Спецкоманда №97 — страница 37 из 54

* * *

Ставропольский край, Буденновск,

март 2002 года

В камере предварительного заключения районного ОВД было холодно. Тем не менее Сергей Климов был без обуви. Армейские ботинки стояли рядом с широкими нарами и имели жалкий вид: давно не чищенные, с поцарапанными мысками, без шнурков. Последний раз он чистил их перед тем злополучным рейдом, когда его расчет бросили на участок дороги, ведущий из Урус-Мартана в Ачхой-Мартан. Ровно восемь дней назад. В самый пик активизации минной войны. За неделю боевики совершили 14 подрывов различной техники — в Грозном, Гудермесе, аэропорту Северный. В селении Серноводск Ачхой-Мартановского района (в зоне ответственности подразделения спецназа ГРУ, где Климов проходил службу) сработало самодельное взрывное устройство, заложенное в здании переговорного пункта, ранены прикомандированные к местному РОВД офицеры УВД Брянской области...

В замке нервно заворочался ключ. Один щелчок, второй. Клим посмотрел на свои «командирские» часы. Шесть утра. Рановато и для завтрака, и для допроса. Может, адвокат решил еще раз переговорить, подумал спецназовец. К своему защитнику — лет пятидесяти, полнотелому, с бородкой-эспаньолкой и малоросским выговором — он относился ровно. С одной стороны, надеялся, что опытный адвокат сумеет добиться на суде смягчения наказания. С другой — сомневался в его силах: он при первой же встрече с клиентом категорично заявил, что суда и колонии не избежать, что дело на контроле... Наверное, у тусклой лампочки, куда адвокат указал глазами.

Несправедливо, размышлял Сергей. Война. Он выполнял приказ. И только за это процесс решили сделать показательным. Чтобы мир быстрее наступил.

Мол, перед законом все равны — и чеченские бандиты, вырезающие целые семьи, и российские солдаты, которые зачастую не понимают, чего от них хотят. Но и та и другая сторона знают одно: они враги. Что «мирный» житель, прячущий в доме оружие, что завшивевший солдат-пехотинец.

У соседа по камере есть книжка. Про войну. «Потерянная армия» называется. Клим открыл ее в середине и прочитал:

"...Единственный сын полковника Александра Доценко пропал без вести на чеченской войне. Жена полковника заболела умопомешательством. Однажды с кухонного стола упал нож. Обрадованная жена сказала полковнику:

— Если падает нож, значит, в дом торопится мужчина. Может, это Володя спешит домой?...

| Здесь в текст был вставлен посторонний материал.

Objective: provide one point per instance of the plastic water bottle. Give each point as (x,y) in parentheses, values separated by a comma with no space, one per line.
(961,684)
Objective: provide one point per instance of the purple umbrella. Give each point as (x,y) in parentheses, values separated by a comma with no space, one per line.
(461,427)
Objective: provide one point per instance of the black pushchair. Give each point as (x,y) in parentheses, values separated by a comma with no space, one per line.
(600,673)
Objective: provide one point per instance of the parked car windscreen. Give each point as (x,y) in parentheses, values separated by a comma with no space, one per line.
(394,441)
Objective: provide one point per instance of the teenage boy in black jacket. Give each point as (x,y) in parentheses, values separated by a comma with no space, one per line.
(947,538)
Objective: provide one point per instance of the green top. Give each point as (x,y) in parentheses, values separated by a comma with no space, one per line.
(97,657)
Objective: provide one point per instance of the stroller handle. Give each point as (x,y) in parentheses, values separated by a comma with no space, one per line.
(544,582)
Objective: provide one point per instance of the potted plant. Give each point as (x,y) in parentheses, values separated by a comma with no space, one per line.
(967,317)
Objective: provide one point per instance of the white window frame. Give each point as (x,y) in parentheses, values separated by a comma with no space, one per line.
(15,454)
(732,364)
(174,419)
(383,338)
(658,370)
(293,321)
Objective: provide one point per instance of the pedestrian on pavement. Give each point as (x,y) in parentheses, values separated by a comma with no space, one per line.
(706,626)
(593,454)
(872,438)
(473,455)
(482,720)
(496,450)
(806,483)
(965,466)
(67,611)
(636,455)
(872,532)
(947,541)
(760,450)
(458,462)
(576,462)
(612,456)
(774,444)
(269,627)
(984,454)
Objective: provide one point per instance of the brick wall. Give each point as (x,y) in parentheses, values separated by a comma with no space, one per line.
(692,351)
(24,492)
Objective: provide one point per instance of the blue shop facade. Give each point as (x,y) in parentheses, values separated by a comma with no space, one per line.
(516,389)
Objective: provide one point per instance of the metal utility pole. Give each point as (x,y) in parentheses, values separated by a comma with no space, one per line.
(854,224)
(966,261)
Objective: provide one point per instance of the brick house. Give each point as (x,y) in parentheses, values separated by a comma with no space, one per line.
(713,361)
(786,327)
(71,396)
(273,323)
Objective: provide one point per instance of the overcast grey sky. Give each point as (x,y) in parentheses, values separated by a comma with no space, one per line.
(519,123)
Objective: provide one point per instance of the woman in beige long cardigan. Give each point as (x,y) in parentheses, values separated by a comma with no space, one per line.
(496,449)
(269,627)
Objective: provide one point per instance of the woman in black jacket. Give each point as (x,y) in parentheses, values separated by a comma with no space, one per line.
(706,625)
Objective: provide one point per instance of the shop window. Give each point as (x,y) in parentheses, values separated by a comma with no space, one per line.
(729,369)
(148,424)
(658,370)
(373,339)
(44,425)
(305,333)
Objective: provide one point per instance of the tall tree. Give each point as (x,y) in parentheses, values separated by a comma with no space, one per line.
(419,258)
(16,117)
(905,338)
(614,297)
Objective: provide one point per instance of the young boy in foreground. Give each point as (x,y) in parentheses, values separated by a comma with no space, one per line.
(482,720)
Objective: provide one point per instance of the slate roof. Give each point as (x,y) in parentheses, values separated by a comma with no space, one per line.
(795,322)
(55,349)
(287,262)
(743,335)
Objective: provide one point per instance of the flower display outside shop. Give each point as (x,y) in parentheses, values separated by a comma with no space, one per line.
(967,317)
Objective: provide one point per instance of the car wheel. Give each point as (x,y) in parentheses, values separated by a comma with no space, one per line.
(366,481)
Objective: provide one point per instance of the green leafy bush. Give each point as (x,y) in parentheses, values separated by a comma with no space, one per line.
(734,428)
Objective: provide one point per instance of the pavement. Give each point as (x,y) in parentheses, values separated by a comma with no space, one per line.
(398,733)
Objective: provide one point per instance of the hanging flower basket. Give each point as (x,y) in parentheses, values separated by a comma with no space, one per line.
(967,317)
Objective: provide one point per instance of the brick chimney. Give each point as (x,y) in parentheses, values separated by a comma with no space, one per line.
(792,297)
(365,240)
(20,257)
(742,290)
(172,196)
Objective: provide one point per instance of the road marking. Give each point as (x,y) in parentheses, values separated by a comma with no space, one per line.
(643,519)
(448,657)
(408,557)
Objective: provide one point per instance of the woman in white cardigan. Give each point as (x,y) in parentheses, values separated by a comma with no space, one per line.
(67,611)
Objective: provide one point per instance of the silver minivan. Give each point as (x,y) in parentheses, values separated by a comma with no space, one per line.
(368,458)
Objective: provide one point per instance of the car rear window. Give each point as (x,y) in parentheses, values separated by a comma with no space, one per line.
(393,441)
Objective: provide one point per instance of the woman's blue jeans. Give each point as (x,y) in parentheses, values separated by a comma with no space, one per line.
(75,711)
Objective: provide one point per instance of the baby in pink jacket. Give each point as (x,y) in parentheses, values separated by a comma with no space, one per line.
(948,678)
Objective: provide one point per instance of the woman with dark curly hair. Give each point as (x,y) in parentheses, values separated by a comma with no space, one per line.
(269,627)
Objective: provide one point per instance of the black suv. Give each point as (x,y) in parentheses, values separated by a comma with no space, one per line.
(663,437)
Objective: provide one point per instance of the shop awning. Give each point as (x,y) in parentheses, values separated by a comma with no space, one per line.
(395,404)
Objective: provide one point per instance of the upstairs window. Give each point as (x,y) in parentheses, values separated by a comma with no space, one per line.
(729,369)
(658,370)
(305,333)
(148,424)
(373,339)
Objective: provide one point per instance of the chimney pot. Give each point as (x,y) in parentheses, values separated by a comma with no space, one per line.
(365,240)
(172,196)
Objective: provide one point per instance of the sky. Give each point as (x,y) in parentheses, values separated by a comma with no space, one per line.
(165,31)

Володя пропал без вести 1 января 1995 года... Полковник втихаря продолжает сбрасывать нож со стола. Мать продолжает верить, что сын еще придет с войны. Полковник продолжает верить, что жену еще вылечат..."

Клим перевел эти горькие строки на себя, на свою мать. Когда он придет с войны? Когда матери его ждать? Лет через пятнадцать?...

...Серьга даже себе не мог объяснить, как он пропустил появление машины из-за плавного поворота. Ему, как самому «зоркому», дали четкое распоряжение: докладывать о любом транспорте на этом участке дороги. 21 марта сотрудники УФСБ и военной прокуратуры в Грозном в Заводском районе провели спецоперацию и захватили шесть боевиков. Информация, которая была получена в ходе допросов, сводилась к следующему: в Ачхой-Мартан должны поступить оружие и взрывчатка для совершения диверсий.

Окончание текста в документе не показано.